In business, culture on September 6, 2009 at 11:20 am
Lego Digital Designer

Image via Wikipedia

It was my favorite toy, bar none. Lego, the Danish colored bricks — now with every conceivable adjunct, including (!) little plastic guns — that you can make into just about anything you can think of were the best thing I was ever given. I hated dolls because they didn’t do anything. Lego had, and still has, the delicious virtue of being a toy that you never get tired of, limited only by your imagination of what to do with it next. As an only child whose parents weren’t big fussers, it was up to me to keep inventing fun things to keep myself amused. Lego fit the bill nicely. It’s versatile, unbreakable, ever-recyclable. For girls of a certain vintage, Lego houses were also perfectly sized for trolls, weird little rubbery dolls with flame-colored hair who probably felt right at home in a Scandinavian-designed house made of plastic.

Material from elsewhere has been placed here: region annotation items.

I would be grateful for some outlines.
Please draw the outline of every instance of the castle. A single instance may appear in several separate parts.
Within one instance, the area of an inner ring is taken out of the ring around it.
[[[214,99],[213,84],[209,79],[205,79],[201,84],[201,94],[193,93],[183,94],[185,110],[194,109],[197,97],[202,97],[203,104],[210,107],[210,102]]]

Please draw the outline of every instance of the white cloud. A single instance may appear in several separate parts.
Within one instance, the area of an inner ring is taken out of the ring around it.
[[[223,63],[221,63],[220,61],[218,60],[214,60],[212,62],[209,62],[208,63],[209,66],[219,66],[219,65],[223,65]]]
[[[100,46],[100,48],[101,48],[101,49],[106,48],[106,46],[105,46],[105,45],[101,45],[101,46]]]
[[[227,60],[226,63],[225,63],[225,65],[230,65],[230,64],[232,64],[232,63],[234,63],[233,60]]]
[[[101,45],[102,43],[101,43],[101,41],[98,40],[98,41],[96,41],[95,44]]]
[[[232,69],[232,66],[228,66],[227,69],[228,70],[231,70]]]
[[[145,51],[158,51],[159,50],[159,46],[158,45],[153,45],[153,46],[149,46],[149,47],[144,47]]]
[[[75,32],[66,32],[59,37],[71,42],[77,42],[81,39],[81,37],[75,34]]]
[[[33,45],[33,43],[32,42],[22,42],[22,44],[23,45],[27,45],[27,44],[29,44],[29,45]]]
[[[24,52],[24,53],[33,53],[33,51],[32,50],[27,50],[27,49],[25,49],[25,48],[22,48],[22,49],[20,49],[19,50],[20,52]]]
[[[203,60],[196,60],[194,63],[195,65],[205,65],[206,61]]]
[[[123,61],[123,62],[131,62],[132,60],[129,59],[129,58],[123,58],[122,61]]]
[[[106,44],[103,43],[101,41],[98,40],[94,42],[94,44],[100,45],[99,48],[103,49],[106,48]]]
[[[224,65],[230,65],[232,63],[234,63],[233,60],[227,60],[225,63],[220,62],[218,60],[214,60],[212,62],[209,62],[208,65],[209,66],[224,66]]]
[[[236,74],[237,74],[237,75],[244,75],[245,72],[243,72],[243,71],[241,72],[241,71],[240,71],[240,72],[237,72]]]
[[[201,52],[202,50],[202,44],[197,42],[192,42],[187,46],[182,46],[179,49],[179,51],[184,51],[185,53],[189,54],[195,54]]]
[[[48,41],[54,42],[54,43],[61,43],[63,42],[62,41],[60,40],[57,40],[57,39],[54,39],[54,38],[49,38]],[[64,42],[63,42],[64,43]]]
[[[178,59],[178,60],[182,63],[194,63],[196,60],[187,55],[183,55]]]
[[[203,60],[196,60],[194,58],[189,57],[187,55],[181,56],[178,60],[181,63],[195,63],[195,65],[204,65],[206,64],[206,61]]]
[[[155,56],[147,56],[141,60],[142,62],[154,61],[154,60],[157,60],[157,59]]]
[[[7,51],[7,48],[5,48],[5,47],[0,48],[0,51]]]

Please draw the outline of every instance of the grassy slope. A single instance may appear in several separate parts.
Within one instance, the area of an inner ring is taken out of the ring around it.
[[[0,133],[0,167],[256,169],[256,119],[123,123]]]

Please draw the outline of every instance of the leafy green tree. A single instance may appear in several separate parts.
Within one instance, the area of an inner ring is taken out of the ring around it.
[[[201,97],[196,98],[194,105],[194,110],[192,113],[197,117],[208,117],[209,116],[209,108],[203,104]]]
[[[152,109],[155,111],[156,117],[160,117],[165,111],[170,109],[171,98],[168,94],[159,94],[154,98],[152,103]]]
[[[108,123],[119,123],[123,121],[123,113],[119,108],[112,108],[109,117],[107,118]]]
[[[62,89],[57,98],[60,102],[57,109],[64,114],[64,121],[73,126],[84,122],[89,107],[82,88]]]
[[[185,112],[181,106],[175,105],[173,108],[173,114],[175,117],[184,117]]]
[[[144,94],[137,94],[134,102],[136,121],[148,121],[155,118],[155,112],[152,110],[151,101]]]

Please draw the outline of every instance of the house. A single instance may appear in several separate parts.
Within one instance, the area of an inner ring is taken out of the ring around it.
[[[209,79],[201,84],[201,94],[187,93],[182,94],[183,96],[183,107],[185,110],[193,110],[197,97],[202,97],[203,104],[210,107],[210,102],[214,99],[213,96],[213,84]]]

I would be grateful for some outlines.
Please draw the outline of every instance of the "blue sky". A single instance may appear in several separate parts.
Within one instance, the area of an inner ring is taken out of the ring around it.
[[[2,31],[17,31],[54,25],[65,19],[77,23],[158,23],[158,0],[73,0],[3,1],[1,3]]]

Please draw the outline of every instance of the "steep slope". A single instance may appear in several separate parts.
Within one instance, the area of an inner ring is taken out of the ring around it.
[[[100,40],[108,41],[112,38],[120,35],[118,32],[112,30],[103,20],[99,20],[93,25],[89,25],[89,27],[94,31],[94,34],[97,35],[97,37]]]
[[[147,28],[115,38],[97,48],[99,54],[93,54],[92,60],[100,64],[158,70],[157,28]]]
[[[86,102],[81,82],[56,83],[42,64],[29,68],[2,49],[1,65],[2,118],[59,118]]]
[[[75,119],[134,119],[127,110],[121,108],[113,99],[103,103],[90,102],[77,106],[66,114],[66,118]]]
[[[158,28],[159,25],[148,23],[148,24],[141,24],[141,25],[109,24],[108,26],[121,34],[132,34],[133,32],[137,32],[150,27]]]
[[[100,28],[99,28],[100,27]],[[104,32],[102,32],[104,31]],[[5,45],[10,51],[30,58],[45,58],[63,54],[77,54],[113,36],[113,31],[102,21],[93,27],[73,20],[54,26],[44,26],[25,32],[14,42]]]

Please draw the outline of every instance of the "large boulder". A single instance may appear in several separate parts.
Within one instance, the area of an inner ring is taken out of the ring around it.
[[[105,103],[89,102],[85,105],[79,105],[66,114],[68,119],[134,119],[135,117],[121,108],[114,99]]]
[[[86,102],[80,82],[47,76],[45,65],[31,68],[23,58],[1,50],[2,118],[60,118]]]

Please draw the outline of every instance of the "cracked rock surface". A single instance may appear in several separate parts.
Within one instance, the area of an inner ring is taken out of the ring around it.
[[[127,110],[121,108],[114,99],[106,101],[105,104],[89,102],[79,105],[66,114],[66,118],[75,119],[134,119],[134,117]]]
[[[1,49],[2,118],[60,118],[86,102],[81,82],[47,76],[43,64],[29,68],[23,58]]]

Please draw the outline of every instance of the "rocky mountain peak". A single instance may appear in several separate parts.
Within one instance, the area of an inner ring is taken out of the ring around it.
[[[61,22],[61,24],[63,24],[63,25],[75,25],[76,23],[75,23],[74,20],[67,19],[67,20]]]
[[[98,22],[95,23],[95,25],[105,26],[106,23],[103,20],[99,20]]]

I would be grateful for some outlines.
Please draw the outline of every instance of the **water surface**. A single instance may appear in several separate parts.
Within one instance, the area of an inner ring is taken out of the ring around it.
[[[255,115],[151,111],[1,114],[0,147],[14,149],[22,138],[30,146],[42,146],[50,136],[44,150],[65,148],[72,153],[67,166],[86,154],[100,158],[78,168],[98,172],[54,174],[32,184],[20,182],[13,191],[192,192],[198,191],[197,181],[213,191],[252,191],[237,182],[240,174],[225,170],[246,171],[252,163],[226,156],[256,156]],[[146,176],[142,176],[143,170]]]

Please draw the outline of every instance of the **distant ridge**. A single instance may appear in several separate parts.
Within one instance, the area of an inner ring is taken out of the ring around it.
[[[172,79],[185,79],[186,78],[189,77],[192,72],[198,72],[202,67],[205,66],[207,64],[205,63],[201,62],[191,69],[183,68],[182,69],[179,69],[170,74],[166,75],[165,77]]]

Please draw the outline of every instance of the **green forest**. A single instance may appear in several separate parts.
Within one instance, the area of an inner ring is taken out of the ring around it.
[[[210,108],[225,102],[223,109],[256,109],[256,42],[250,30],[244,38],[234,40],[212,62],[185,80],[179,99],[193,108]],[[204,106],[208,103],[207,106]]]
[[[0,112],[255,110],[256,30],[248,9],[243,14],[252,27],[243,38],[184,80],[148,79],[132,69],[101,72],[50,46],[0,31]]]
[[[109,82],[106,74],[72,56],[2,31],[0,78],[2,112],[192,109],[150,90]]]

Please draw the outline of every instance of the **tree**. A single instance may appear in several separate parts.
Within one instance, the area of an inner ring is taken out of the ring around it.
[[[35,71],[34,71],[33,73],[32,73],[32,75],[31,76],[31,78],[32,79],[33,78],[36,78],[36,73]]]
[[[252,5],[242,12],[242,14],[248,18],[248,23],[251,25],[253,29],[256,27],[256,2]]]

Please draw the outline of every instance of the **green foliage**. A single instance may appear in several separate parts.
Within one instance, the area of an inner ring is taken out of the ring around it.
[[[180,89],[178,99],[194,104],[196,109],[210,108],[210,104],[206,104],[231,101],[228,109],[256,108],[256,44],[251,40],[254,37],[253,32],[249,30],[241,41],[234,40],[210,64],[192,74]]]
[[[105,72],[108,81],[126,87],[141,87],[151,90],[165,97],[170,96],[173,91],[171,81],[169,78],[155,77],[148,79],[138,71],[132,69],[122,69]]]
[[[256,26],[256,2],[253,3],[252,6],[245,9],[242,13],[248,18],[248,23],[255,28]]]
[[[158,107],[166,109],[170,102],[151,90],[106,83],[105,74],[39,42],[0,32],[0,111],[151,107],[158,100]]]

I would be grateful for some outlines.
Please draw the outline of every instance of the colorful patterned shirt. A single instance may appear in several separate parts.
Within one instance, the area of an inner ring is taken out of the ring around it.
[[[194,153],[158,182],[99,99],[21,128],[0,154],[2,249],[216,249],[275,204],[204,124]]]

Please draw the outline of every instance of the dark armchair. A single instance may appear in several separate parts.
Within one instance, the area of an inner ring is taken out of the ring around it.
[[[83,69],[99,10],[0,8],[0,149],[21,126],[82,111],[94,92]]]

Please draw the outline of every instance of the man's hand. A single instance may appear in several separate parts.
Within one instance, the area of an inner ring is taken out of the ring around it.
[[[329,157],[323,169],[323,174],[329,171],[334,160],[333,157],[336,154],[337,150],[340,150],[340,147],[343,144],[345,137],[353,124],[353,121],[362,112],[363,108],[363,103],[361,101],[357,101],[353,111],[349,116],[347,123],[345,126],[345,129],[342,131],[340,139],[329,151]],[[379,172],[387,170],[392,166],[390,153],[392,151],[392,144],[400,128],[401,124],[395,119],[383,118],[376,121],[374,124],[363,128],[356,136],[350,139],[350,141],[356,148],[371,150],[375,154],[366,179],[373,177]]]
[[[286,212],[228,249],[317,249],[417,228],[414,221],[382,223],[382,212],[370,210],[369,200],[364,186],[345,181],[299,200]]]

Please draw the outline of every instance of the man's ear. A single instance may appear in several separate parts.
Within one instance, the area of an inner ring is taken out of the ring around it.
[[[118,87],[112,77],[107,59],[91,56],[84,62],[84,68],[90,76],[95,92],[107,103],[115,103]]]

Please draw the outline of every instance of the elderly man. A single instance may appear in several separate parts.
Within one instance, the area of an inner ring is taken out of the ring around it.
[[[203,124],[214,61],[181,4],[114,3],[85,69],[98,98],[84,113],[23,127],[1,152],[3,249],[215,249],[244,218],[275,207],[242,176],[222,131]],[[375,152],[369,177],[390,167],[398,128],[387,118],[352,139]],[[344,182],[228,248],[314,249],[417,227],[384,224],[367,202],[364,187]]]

The only drawback to Legos was — ouch! — stepping on a piece of it barefoot. All those sharp corners and little interlocking nubbins.

My sweetie, knowing of my lifelong love for Legos, (and no kids whose bricks we could borrow) went looking for Legos for me last Christmas but knew I wouldn’t be up for the Indiana Jones or other movie-themed sets, which now turn out to be the most popular for today’s kids, according to a piece in today’s New York Times. (Turns out five to 10 percent of Lego is bought by adults for themselves. Whew.) I sometimes read another reporter’s piece with envy for their professional access to someplace or someone really cool. I admit it, I envy Nelson Schwartz’s visit to Billund, Denmark to “the drab. two-story Lego Idea House.” I love the notion of an Idea House!

For those of you who don’t know the toys, Lego’s name comes from “leg godt” or “play well”, a company founded in 1932 by a carpenter. Two new concept stores are opening this fall in Baltimore and Concord, N.C. The Brothers Brick is the place to go for Lego fans; BrickCon happens October 3-4 at the Seattle Center Exhibition Hall, the 8th. year the event has been held. For $7 admission, you get to meet 15 members of Lego’s staff and ooh and awe other’s MOCs…that’s My Own Creation, as the glossary at TBB explains. Not to mention greebles, swooshable, jumper plate and cracklink.

Were you a Lego fan? If not, what was your favorite toy?